Les députés appellent à un boycott des deux géants

Dominic Grieve, député membre du parti conservateur, estime que le seul moyen de mettre la pression sur les grands noms d’internet serait de les boycotter. Il encourage ainsi les annonceurs à se détourner de ses sites, ne serait-ce qu’un temps, afin de les forcer à agir.

Les contenus en question vont des simples incitations à la haine jusqu’à des tutoriels sur comment fabriquer des bombes, voire même tuer quelqu’un. Des vidéos postées sur YouTube avaient notamment fait scandale.

On y expliquait comment confectionner une bombe avec des produits que l’on peut trouver et acheter facilement sur Amazon.

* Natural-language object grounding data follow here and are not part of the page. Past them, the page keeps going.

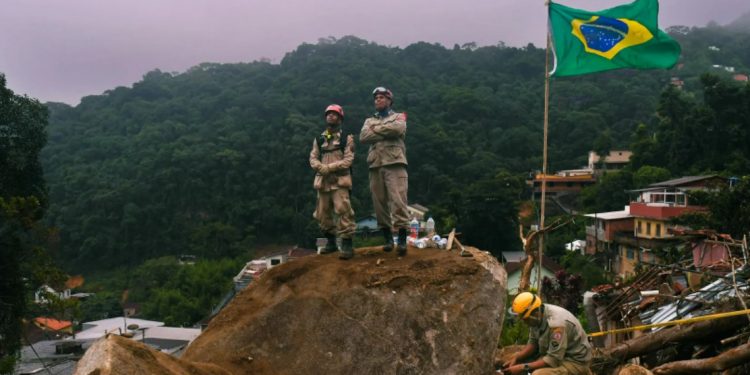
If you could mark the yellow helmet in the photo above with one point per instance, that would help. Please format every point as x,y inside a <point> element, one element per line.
<point>525,303</point>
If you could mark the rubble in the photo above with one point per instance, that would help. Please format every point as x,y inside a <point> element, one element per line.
<point>688,317</point>
<point>429,312</point>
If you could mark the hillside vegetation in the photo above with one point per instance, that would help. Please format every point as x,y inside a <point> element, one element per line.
<point>214,160</point>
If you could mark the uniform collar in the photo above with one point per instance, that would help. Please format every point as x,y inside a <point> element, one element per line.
<point>384,114</point>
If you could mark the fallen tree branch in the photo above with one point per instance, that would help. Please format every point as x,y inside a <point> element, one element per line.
<point>653,341</point>
<point>730,358</point>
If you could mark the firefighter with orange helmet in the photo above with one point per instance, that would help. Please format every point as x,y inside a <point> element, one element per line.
<point>331,158</point>
<point>555,335</point>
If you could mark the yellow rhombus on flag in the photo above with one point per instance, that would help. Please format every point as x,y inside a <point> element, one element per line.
<point>626,36</point>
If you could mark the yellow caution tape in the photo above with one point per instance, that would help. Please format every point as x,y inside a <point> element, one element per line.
<point>673,322</point>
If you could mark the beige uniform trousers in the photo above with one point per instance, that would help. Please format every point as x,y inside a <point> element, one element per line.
<point>389,185</point>
<point>335,201</point>
<point>566,368</point>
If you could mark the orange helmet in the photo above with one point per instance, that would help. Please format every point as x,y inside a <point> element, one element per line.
<point>335,108</point>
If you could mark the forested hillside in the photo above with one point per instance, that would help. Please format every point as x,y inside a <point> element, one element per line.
<point>214,160</point>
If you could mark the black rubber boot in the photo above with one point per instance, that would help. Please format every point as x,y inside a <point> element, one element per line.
<point>388,236</point>
<point>347,250</point>
<point>402,241</point>
<point>330,244</point>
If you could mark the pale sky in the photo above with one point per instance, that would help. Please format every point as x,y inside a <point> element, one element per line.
<point>62,50</point>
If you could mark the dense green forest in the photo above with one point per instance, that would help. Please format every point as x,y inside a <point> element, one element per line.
<point>24,239</point>
<point>213,160</point>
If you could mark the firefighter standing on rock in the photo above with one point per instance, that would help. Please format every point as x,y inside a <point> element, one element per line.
<point>331,157</point>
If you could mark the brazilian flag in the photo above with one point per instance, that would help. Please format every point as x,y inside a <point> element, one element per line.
<point>626,36</point>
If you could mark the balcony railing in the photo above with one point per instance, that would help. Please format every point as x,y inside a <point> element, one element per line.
<point>592,231</point>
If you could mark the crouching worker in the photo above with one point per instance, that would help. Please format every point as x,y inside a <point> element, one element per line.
<point>555,336</point>
<point>331,158</point>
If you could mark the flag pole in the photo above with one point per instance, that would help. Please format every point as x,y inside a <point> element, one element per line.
<point>544,157</point>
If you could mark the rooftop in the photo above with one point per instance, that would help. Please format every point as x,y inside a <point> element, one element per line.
<point>612,215</point>
<point>682,181</point>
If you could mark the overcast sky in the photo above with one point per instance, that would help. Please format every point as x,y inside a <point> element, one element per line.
<point>61,50</point>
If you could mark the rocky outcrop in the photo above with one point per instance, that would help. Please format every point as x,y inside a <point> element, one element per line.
<point>118,355</point>
<point>431,312</point>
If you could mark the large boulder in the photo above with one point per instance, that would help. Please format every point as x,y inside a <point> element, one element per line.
<point>431,312</point>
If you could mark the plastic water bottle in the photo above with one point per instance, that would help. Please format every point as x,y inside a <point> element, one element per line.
<point>430,226</point>
<point>414,226</point>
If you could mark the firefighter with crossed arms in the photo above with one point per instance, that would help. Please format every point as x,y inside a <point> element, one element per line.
<point>331,158</point>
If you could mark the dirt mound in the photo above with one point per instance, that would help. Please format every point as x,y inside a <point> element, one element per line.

Les vidéos ont été supprimées depuis, mais ce genre de publication n’en reste pas moins très dangereux.

La technologie pour traquer les contenus terroristes

Face aux critiques, les grandes firmes américaines ne restent pas inactives, loin de là. En 2017, Google avait annoncé son intention de recruter près de 10 000 personnes supplémentaires pour modérer les contenus postés sur YouTube. À cela s’ajoute l’utilisation de la technologie et l’intelligence artificielle pour compléter le travail des modérateurs humains.

La plateforme vidéo utilise des outils d’analyse qui lui permettrait de détecter 98 % des contenus extrémistes et violents puis de les supprimer avant qu’ils ne soient visionnés.